Redesigned Mobile Quantum Circuit Simulators (V2)

This article describes the revised version V2 of the mobile Quantum Circuit Simulator for n-qubit that I developed earlier.

▶️The new app name is nQsim_Aext.

🔴Addition of available quantum gates

The quantum gates shown in red below have been newly added.

[type1]

I, X, Y, Z, H, T, S, Td, Sd, √X , P(θ), RX(θ), RY(θ), RZ(θ)

 ("d" denotes "dagger", the angle(phase) θ should be given in radians, and π should be specified as "pi")

[type2]

Swap, QTF, QFTx, IQFT, IQFTx

 ("x" denotes Fourier transform without swap)

🔴Improvements to quantum circuit description format

・Comments (‘//’) can be placed anywhere on a line.

・Multiple quantum gates can be written on one line, separated by “;”.

・The name of the SWAP gate has been changed to Swap, and the argument “state” is no longer necessary.

・The newly added quantum Fourier transform has arguments given as follows:

[example] QFT, 0, 4 <- apply QFT to q0,q1,q2,q3

🔴Documentation screen setup

A separate screen with concise documentation.

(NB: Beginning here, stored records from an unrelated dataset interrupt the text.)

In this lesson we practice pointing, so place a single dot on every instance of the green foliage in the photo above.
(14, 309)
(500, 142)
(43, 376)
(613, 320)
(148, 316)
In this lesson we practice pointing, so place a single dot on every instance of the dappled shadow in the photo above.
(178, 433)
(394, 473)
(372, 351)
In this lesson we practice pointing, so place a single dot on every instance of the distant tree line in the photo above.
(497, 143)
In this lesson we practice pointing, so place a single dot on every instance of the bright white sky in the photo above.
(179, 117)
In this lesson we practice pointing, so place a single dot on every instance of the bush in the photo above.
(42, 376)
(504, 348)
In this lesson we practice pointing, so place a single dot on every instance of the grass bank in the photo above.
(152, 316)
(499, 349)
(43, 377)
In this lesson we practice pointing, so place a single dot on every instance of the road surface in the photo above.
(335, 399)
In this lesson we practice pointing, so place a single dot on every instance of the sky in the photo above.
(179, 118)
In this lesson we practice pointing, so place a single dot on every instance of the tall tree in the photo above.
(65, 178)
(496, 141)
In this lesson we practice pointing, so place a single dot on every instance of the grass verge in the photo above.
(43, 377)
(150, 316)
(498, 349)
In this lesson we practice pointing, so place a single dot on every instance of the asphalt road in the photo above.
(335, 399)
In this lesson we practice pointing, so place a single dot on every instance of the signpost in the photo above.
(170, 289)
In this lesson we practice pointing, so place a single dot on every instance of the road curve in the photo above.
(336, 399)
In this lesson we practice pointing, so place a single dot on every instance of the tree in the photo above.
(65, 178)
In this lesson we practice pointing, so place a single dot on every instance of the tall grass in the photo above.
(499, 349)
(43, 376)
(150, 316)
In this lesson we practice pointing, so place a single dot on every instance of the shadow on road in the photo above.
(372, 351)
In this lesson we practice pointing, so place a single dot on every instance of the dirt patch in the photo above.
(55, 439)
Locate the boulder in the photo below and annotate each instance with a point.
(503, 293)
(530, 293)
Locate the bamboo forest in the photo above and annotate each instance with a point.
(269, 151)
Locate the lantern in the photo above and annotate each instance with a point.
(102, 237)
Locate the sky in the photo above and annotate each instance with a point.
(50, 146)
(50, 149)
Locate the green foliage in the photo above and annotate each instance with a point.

You can also jump to a blog with more detailed information.

🔴Phase Estimation built-in example

With the addition of QFT quantum gates, "Quantum Phase Estimation" has been added as a new built-in example. See the explanation below.

Here, a secret notation $$ is used that greatly reduces the amount of writing required. For example,

4$$P(2*pi/3),5,[2] -> P(2*pi/3),5,[2];P(2*pi/3),5,[2];P(2*pi/3),5,[2];P(2*pi/3),5,[2]

In this example, a phase shift gate P(2π/3) is used as an unitary operation. One of its eigenstates is |1>, so it is set to q5. Its phase 2π/3 = 120° is estimated by this quantum circuit. For this purpose, a phase kickback is applied to the five quantum bits q0, q1, q2, q3 and q4, which are the control bits. Finally, these quantum bits are measured after applying the inverse Fourier transform (IQFT).

As a result of the measurement, binary number "01011" (11 in decimal) was obtained with a probability of 68.4%. From this, the estimated phase = (360°/32)*11 = 123.75° is obtained. There is an error of about 3% from the correct answer of 120°. If the number of quantum bits used is increased, the accuracy should be further improved. 

🔴Two types of Bit-flip error correction

Bit-flip error correction incorporates two examples: "Bit-flip1" performs measurements to detect errors, then adds appropriate gates for error correction based on the results and runs again, whereas "Bit-flip2" automatically corrects errors without performing intermediate measurements.

[Note]

There is almost no syntax checking for quantum circuit descriptions. If you get abnormal results or the calculation does not proceed, please refer carefully to the built-in examples to resolve the issue.